My fiance secretly went on a trip with my sister and my parents without ever telling me. When they came back, the house had been sold. I had packed everything up and moved abroad.

You know, they say that intuition is a woman’s superpower, but I think sometimes we willfully ignore it because the truth is just too painful to look at directly. I had been ignoring the little voice in my head for months, maybe even years. But that night—the night the storm hit both outside my window and inside my life—I couldn’t ignore it anymore.

I paused, watching the tiny hearts and comments fly up my laptop screen. New York. Dallas.

Seattle. Miami. Small towns in Ohio and big cities in Texas.

A couple of people from Canada. One from Australia. I took a deep breath.

“Now,” I said softly, “let me take you back to that Tuesday evening.”

It was pouring rain. I mean, the kind of rain that lashes against the windows like it’s trying to break in. I was standing in the kitchen of the creaky Victorian house in coastal California that my Aunt Betty had left me, carefully plating a beef Wellington.

From the sidewalk, you could see the American flag my aunt always insisted on flying by the porch, now soaked and snapping in the wind. The neighborhood was peak suburban America—maple trees, mailboxes, kids’ bikes left on lawns, the distant hum of the freeway—and my big old house sitting on the corner like something out of a faded postcard. Inside, though, I was trying to make it look like a magazine spread.
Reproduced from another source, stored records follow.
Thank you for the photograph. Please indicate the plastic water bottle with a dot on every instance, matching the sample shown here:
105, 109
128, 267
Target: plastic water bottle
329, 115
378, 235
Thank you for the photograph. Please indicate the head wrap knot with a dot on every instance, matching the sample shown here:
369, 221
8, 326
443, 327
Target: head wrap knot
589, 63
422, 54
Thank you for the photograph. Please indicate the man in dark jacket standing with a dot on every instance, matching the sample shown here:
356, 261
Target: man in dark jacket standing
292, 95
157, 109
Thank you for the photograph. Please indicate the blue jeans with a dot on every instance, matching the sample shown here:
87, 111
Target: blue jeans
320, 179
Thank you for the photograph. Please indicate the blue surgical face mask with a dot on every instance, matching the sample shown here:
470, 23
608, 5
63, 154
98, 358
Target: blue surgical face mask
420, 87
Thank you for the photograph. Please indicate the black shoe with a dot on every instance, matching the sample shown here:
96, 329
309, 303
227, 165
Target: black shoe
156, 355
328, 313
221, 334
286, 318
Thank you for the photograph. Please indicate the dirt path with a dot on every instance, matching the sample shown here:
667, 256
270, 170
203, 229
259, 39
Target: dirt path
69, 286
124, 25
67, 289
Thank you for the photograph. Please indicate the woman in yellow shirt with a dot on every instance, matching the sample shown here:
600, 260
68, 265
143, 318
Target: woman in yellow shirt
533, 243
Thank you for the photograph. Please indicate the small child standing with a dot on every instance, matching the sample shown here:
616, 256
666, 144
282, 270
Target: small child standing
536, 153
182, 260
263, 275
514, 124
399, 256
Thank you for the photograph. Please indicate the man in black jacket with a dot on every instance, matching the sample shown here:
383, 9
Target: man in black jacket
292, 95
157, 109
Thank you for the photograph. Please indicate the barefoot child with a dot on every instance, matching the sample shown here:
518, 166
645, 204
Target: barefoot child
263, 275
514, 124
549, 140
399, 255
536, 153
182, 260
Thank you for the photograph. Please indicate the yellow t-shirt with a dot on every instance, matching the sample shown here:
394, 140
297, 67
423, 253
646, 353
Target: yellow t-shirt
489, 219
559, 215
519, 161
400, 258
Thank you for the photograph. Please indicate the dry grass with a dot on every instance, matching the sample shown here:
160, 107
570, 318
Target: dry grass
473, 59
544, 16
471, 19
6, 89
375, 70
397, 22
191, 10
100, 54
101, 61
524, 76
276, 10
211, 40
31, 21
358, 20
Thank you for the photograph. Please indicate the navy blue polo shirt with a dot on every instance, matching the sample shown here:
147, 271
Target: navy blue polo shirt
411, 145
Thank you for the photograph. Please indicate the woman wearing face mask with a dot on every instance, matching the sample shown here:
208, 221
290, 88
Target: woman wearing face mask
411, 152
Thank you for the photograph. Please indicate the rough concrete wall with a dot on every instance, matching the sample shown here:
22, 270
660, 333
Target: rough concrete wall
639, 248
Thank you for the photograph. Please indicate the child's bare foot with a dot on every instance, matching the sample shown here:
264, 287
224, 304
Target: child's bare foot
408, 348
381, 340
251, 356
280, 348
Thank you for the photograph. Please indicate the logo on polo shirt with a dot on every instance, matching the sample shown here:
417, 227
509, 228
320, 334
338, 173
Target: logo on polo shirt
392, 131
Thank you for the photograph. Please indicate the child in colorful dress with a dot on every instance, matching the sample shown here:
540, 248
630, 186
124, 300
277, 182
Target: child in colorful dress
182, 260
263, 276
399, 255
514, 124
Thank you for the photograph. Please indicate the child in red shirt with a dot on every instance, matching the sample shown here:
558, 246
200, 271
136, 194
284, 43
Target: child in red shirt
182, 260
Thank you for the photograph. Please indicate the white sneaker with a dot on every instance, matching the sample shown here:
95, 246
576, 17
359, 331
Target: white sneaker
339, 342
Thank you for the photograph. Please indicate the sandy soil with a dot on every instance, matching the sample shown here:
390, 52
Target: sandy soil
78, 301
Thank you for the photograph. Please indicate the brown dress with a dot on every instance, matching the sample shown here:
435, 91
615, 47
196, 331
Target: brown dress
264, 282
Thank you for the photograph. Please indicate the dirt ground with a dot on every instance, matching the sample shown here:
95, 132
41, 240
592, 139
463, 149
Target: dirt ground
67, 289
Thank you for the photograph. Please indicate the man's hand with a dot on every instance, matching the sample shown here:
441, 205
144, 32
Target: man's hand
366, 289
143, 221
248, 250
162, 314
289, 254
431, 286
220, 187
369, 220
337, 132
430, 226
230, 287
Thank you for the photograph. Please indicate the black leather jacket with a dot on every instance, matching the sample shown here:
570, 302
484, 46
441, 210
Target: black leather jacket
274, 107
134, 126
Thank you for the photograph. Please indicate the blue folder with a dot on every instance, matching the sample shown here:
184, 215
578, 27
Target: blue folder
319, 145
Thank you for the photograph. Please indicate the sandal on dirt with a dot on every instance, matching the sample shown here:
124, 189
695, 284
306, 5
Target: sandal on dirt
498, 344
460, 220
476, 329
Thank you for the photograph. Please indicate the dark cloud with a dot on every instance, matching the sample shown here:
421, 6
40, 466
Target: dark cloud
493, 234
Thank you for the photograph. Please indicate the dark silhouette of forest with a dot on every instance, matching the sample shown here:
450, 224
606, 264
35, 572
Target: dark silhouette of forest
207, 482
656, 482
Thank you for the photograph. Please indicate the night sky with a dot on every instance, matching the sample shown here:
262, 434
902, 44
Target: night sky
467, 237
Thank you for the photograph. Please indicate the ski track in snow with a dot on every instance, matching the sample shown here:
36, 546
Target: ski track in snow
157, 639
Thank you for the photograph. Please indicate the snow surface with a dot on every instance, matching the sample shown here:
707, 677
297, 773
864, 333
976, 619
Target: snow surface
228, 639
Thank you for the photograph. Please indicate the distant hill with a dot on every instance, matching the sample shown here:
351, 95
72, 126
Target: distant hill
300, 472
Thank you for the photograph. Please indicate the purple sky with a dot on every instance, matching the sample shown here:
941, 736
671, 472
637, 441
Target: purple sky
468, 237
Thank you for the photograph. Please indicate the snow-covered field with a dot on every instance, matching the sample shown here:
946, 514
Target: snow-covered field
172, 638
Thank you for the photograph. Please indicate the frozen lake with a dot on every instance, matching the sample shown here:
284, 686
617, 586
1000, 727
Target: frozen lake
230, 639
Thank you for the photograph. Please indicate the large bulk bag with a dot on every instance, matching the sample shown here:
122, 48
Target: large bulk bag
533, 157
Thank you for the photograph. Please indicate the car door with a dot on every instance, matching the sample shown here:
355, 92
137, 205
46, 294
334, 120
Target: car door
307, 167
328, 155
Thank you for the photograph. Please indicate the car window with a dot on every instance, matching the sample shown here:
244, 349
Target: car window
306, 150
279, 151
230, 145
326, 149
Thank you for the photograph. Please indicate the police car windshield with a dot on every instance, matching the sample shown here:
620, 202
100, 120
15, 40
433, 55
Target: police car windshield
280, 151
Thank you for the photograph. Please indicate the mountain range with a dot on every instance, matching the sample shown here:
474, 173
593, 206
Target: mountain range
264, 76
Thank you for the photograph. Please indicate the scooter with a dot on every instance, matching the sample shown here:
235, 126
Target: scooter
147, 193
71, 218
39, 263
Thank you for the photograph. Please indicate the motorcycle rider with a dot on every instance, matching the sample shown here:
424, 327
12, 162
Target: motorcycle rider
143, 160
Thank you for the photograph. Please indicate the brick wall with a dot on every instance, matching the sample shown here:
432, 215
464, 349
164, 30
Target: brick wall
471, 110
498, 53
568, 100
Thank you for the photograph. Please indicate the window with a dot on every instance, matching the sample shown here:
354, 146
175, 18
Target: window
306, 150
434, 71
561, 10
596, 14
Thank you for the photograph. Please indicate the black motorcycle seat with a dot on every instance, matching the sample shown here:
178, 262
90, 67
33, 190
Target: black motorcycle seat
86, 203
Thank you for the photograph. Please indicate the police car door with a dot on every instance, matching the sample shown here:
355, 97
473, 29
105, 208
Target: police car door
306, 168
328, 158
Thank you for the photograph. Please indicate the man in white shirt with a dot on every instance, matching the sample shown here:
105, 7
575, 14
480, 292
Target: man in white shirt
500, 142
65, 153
It was supposed to be a celebration: two years since Brett had proposed, two years of planning a wedding that seemed to get more expensive and more complicated by the day. The house smelled incredible—rich pastry, savory beef, and the truffle oil Brett claimed to love so much. I had set the table with Aunt Betty’s silver, lit tapered candles, and even bought a bottle of the Cabernet he liked, the one that cost way more than a hospital pharmacist’s salary should cover on a Tuesday night.

I was checking the time on the oven when my phone buzzed. It was Brett. I wiped my hands on my apron and swiped to answer, putting on my best smile.

“Hey, honey, you’re cutting it close,” I said, trying to sound playful. “The Wellington is perfect, and I opened the wine to let it breathe.”

“Valerie. Hey.” His voice was choppy, cutting in and out over the sound of wind and what sounded like airport announcements.

“Listen, babe. I’m so sorry. Something huge came up with the downtown commercial project.